I have most used the Growth Mindset Framing tool to change my teacher talk and build everything around how learning a foreign language requires hard work, that the brain needs the difficulty of a challenge, so that I must challenge them.  After years of trying not to be too hard on timid students, I now understand that they must be challenged more, to be called out when they fail to do the work of participating, that there is no shame in making mistakes, and so on.  I have a feeling that I am actually on my way to challenging at least a little a fundamental premise of progressive language learning, the Comprehensible Input principle that says everything must be explained to make sure that we don't raise the "affective filter."  I think that may make us challenge students too little.

I am now designing a way to use the Effective Effort Rubric to let students figure out for themselves where they are on the spectrum, after having had them take the test which explicitly pinpoints their mindset and feeling that it generated a negative reaction that took time to work past. I don't want them to see an exact score but rather to privately assess their own general position in tandem with the opportunities given on the same line.  I'm inclined to use this rubric as my primary tool because it gives them more freedom to assess themselves gently.

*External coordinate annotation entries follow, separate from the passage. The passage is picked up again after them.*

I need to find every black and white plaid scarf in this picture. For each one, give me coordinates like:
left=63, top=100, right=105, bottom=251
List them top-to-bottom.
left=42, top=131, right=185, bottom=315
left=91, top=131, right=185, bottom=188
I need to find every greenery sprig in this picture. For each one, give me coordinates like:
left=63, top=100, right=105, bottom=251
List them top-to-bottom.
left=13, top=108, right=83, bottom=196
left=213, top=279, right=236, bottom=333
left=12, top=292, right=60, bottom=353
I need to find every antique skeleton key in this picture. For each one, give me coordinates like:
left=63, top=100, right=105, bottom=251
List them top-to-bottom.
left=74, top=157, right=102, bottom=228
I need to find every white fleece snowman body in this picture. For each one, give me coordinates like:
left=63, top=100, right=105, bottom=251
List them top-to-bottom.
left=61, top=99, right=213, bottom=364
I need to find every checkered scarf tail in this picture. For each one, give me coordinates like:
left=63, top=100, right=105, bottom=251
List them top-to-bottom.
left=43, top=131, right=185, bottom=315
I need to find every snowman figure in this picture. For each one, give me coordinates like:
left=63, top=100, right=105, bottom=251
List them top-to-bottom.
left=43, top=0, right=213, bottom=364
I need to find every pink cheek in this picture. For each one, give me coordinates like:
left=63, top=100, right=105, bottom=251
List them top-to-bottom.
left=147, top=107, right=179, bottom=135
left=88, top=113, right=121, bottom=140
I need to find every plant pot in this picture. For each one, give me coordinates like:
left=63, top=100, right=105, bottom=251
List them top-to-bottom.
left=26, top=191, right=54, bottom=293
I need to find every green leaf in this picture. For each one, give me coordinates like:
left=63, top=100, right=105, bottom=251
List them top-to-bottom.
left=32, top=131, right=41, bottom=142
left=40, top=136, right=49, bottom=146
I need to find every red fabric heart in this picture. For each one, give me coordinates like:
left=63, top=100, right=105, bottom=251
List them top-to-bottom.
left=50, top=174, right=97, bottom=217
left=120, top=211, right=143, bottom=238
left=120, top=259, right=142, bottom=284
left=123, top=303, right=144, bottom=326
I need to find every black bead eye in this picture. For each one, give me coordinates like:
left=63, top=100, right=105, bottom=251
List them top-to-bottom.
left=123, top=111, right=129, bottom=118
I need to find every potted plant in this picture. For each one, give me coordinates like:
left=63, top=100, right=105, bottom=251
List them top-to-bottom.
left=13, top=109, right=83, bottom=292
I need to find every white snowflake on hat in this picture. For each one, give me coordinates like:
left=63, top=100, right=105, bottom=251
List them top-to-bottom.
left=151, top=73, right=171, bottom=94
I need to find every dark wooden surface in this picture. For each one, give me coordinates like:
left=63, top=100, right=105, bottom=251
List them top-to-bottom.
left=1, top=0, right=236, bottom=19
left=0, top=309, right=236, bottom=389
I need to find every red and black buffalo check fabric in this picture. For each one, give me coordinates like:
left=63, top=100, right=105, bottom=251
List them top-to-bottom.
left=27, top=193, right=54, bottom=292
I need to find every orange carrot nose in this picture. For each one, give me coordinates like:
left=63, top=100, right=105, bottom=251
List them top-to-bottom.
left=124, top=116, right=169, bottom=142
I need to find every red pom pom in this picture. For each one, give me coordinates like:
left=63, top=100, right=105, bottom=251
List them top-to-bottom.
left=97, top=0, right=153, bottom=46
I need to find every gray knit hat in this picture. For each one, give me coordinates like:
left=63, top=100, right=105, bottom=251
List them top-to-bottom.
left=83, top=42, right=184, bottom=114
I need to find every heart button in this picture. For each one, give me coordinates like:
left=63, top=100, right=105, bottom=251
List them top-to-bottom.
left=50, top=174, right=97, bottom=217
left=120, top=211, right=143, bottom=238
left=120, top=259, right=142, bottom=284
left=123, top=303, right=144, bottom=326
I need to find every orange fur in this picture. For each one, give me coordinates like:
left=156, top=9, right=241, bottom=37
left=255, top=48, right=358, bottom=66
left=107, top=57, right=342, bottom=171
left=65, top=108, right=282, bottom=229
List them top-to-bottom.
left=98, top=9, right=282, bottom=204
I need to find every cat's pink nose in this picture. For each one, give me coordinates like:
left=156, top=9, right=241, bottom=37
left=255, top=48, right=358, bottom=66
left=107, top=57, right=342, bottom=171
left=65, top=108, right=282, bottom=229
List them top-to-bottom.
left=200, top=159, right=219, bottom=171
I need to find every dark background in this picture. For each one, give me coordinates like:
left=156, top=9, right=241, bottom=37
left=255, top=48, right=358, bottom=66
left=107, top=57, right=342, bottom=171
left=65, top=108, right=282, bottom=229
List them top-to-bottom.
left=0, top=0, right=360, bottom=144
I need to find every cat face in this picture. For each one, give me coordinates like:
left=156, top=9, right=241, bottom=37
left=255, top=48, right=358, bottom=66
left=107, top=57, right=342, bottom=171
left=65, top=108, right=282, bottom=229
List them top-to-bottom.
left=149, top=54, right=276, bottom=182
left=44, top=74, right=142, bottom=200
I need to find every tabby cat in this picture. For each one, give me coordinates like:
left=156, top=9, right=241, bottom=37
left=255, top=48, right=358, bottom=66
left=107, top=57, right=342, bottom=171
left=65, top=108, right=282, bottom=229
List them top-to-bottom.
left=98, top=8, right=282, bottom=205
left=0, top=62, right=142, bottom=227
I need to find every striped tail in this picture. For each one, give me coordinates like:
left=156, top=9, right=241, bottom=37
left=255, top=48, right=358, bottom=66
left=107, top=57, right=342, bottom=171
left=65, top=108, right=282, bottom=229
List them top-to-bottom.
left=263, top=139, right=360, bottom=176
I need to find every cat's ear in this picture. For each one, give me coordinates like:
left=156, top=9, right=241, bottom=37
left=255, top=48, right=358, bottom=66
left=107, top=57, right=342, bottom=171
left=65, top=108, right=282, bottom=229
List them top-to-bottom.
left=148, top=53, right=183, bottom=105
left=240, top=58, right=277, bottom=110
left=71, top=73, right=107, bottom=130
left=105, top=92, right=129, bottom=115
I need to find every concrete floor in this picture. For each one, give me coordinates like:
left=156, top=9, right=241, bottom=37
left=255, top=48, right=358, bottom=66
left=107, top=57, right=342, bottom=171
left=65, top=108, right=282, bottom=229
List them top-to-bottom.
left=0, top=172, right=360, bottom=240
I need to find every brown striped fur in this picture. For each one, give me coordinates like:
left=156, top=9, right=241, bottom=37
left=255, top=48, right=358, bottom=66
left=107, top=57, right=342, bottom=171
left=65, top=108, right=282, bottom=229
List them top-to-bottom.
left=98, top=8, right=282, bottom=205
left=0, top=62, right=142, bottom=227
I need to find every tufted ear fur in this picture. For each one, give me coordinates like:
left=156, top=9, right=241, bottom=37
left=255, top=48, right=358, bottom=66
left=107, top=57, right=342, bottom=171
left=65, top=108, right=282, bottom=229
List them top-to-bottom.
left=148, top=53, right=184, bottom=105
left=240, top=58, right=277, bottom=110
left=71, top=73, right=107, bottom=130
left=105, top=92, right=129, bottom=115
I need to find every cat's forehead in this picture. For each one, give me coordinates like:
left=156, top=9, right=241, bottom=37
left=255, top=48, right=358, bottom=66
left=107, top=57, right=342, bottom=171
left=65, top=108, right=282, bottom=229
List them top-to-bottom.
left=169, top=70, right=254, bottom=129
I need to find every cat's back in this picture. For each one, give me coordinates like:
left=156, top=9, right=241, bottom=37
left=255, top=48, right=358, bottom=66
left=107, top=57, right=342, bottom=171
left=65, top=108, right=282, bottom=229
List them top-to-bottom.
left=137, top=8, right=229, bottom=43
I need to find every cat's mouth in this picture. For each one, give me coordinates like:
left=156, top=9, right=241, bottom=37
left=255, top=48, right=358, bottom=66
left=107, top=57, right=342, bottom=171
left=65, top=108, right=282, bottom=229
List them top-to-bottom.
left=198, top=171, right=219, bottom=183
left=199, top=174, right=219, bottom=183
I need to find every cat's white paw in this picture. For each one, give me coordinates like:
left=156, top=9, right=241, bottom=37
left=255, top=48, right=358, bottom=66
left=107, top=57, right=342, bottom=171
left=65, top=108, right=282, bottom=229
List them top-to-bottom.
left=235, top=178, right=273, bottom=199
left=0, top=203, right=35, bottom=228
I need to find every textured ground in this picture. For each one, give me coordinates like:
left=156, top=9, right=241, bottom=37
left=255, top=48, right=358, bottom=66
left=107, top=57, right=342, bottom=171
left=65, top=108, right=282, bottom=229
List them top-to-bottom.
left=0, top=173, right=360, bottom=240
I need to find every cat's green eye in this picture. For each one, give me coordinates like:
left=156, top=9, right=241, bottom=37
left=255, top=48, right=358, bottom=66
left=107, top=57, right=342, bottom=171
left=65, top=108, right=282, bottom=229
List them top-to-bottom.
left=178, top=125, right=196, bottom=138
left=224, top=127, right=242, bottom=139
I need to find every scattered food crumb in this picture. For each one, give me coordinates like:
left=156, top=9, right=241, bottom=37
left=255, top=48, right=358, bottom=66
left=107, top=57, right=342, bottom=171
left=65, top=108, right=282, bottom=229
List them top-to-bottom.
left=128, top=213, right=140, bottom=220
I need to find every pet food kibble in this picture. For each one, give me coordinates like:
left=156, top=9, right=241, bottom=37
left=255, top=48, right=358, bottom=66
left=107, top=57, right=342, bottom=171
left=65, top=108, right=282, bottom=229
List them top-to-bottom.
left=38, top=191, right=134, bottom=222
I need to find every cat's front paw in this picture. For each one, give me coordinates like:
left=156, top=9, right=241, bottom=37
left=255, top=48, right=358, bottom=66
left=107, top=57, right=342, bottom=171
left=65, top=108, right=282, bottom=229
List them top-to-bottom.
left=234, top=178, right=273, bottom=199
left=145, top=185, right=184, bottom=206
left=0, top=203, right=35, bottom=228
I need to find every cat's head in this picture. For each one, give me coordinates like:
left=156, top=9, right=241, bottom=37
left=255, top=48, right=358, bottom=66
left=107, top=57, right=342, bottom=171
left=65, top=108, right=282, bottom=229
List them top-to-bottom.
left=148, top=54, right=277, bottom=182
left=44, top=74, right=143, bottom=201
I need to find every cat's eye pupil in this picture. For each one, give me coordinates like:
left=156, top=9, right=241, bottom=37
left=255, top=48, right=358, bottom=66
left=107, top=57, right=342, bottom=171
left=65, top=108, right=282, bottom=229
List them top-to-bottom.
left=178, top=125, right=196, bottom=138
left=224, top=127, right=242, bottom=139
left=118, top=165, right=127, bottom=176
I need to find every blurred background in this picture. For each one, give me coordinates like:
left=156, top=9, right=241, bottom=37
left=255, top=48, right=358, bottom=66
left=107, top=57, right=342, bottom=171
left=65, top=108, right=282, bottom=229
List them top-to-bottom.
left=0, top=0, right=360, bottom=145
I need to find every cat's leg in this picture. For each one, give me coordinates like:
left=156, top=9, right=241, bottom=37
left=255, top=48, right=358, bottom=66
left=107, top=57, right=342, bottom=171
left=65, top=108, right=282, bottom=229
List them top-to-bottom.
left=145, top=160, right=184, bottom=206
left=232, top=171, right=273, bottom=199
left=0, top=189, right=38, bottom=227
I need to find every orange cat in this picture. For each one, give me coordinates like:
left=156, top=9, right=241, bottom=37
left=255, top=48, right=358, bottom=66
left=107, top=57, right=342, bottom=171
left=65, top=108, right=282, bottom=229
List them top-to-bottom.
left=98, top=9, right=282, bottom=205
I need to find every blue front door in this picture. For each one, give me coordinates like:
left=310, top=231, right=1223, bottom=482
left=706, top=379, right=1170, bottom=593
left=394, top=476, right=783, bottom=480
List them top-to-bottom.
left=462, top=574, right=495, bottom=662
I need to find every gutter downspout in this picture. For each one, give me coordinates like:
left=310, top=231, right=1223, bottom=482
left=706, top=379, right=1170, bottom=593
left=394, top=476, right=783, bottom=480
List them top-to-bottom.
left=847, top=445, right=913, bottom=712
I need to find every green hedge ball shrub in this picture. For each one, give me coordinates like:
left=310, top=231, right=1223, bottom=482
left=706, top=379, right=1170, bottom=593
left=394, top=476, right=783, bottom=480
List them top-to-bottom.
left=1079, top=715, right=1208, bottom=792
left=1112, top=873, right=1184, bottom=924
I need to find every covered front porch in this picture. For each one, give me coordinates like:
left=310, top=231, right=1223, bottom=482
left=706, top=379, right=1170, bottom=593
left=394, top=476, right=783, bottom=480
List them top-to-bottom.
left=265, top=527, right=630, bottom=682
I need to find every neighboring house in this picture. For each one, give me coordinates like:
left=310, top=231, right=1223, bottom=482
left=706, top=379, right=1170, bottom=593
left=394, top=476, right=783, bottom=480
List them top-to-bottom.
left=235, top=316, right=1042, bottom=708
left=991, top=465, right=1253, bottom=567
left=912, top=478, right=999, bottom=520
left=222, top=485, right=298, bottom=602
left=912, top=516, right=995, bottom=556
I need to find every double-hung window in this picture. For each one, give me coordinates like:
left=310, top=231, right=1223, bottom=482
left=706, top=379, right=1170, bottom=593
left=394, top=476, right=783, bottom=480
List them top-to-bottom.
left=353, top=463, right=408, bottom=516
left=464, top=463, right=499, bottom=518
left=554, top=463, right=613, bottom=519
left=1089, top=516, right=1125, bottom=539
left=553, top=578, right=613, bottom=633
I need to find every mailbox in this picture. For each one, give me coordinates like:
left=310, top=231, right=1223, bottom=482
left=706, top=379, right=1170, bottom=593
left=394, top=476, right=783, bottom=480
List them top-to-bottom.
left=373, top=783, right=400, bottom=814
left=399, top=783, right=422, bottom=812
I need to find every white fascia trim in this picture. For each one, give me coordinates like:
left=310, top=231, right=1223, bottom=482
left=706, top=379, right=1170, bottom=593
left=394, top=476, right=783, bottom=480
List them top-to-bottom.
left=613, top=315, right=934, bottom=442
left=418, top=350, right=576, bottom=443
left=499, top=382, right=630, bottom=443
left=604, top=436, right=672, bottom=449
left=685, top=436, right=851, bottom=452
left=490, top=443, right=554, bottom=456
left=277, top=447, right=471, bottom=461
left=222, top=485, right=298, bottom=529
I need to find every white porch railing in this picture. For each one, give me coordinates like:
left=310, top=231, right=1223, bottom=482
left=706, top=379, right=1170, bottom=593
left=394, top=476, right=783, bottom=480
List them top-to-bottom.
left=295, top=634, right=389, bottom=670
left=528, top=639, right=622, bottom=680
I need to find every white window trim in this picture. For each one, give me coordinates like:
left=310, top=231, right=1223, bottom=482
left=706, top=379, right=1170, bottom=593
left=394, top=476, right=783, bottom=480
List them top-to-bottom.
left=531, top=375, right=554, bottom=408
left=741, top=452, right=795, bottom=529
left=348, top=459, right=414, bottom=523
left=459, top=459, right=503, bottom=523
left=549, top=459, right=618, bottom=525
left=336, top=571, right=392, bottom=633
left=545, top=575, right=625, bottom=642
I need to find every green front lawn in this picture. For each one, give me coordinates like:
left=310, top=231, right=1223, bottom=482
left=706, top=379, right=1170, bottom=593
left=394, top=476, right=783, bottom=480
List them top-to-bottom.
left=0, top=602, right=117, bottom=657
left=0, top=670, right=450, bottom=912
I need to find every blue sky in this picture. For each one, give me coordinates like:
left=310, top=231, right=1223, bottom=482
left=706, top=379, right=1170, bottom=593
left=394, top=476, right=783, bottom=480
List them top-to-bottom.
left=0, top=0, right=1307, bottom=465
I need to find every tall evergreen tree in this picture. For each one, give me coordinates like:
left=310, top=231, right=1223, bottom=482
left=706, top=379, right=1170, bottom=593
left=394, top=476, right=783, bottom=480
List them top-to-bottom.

I have placed the Class Motto tool into my curriculum for this summer Service Learning class to help them set goals.  I think this works well with a Kaizen process, a tool we have successfully used in Service Learning classes before, and I'm excited about learning to use this so it feeds back to my regular class teaching.

About Gerry Wass

Gerry teaches introductory Latin, French and German to sixth graders, Italian to seventh graders and Spanish to 8-12th grades in a multi-level classroom that includes levels 1-4 and native speakers, at Purdy R-II schools in southwest Missouri.  He also teaches a Service Learning class that concentrates on recycling and gardening.  He is advisor to the Spanish Club which operates the Purdy Recycling Project, the only school-based, industrial recycling program in the nation that is now in its 7th year, having recycled over 630,000 pounds of material.  He and his wife also have a small farm on which they practice  intensive rotational grazing.  Gerry is a singer/songwriter among many other interests. Gerry says: "Finding Mindset has greatly intensified my sense of fulfillment and success."